Birilerinin yaptığı kopya düzeneğinin faturası umut beklenticilerine değil sisteme kesilmeliydi. Sistem işler hale getirilmeli ve sisteme olan güven yeniden tesis edilmeli. Yoksa yasaklar yasakları o da kül olan umutları doğurmakta. Bir tam yılda birkaç saatlik sınav için yapılan hazırlıklar; vakitten, mekândan, paradan, maldan, aileden çalınan zamanlar 15 dakikaya feda edilmemeli. Her şeyden önce kaybedilen bir insan, unutma.
Eskiden, çok değil on yıl öncesine kadar sınavların giriş saatlerinde belli bir esneklik vardı. Kişinin geç kalması onun giden zamanından sayılırdı. Sorumlu kendisindeydi. Kapıları 15 dakika, 20 dakika, yarım saat önce kapatmakla kopya önlenemez. Kopyanın önlenmesi için sistemsel çözümler gerekir. Örneğin sınavın başlama saati 14.15 ise saat 14.15,00 olana kadar kapılar kapatılamaz ve kapatılmamalı. Sınavın başlama saati aynı zamanda psikolojik saattir de. İnsan kendini buna şartlar, kapıların 15 dakika önce kapatılmasına değil. Bunun hukuki sorumluluğu mutlaka araştırılmalı. Öbür taraftan vicdani sorumluluk da var. Kopya yasaklarla değil sistemin işlerliği ve güvenirliği ile önlenir.

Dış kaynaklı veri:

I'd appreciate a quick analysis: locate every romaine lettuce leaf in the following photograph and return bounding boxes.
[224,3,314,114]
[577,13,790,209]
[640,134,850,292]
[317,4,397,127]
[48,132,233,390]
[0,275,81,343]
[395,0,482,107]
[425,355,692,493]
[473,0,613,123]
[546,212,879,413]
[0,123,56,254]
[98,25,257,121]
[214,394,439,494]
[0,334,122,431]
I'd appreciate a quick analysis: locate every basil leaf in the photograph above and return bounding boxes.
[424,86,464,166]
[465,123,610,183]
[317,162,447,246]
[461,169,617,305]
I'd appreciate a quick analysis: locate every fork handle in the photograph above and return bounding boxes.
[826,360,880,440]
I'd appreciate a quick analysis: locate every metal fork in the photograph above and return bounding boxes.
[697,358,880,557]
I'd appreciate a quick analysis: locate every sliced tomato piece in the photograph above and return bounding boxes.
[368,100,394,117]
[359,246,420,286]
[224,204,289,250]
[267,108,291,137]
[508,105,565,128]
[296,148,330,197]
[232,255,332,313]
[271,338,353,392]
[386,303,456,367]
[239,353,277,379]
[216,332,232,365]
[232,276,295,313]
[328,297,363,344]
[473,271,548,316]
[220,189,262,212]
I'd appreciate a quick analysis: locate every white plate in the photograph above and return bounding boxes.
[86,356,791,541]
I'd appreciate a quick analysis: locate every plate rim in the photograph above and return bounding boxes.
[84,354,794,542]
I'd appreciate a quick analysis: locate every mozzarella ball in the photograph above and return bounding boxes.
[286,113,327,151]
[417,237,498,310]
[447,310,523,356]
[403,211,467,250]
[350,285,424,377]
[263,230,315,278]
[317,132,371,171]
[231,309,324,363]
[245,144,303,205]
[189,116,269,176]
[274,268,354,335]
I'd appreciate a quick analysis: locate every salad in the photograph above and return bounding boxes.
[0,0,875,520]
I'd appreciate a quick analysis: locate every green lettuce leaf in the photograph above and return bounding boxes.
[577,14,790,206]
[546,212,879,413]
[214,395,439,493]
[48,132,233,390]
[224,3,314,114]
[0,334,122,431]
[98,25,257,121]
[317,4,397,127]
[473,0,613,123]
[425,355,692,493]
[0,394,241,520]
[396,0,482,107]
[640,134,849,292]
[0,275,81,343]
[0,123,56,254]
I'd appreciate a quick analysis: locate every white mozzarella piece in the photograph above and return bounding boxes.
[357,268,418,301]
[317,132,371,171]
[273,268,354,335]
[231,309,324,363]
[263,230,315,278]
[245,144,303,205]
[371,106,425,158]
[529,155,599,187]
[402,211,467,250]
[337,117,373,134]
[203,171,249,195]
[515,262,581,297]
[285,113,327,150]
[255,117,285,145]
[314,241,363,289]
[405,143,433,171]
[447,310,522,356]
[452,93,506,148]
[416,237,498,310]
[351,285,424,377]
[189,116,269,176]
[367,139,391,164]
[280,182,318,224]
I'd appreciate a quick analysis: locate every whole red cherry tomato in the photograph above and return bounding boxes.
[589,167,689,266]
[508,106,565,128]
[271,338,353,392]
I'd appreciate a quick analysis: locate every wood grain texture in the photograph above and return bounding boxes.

Üst seviye eğitim ve dil sınavları gibi sınavlar yılda birkaç kez tekrarlandığı için ekranlarda bu tip mağduriyetlere rastlanılmamakta. Çünkü kişi birkaç ay sonra giremediği sınavları ikame edebilmekte. Ama memuriyet ve yüksek öğretim gibi yılda bir kere hatta bazı memuriyet sınavlarının 2 yılda bir kere yapıldığı düşünülürse ortaya çıkan mağduriyetlerin de telafisi zor hatta imkânsız olabilmekte. Onun için her memuriyet ve yüksek öğretim sınavlarının sonucunda ekranlarda bükülen boyunları, burkulan yürekleri, akan gözyaşlarını, yıkılan umutları görmek istemiyoruz. Başa gelmez demeyin bu kendiniz, kardeşiniz, yeğeniniz, kuzeniniz, çocuğunuz ve torununuz olabilir. Yetkililerin bu mağduriyete, bu kanayan yaraya bir an önce çözüm üretmeleri oldukça önemlidir.
Gençlik bir memleketin umududur. Umutları karartmak değil yeşertmek gerekir.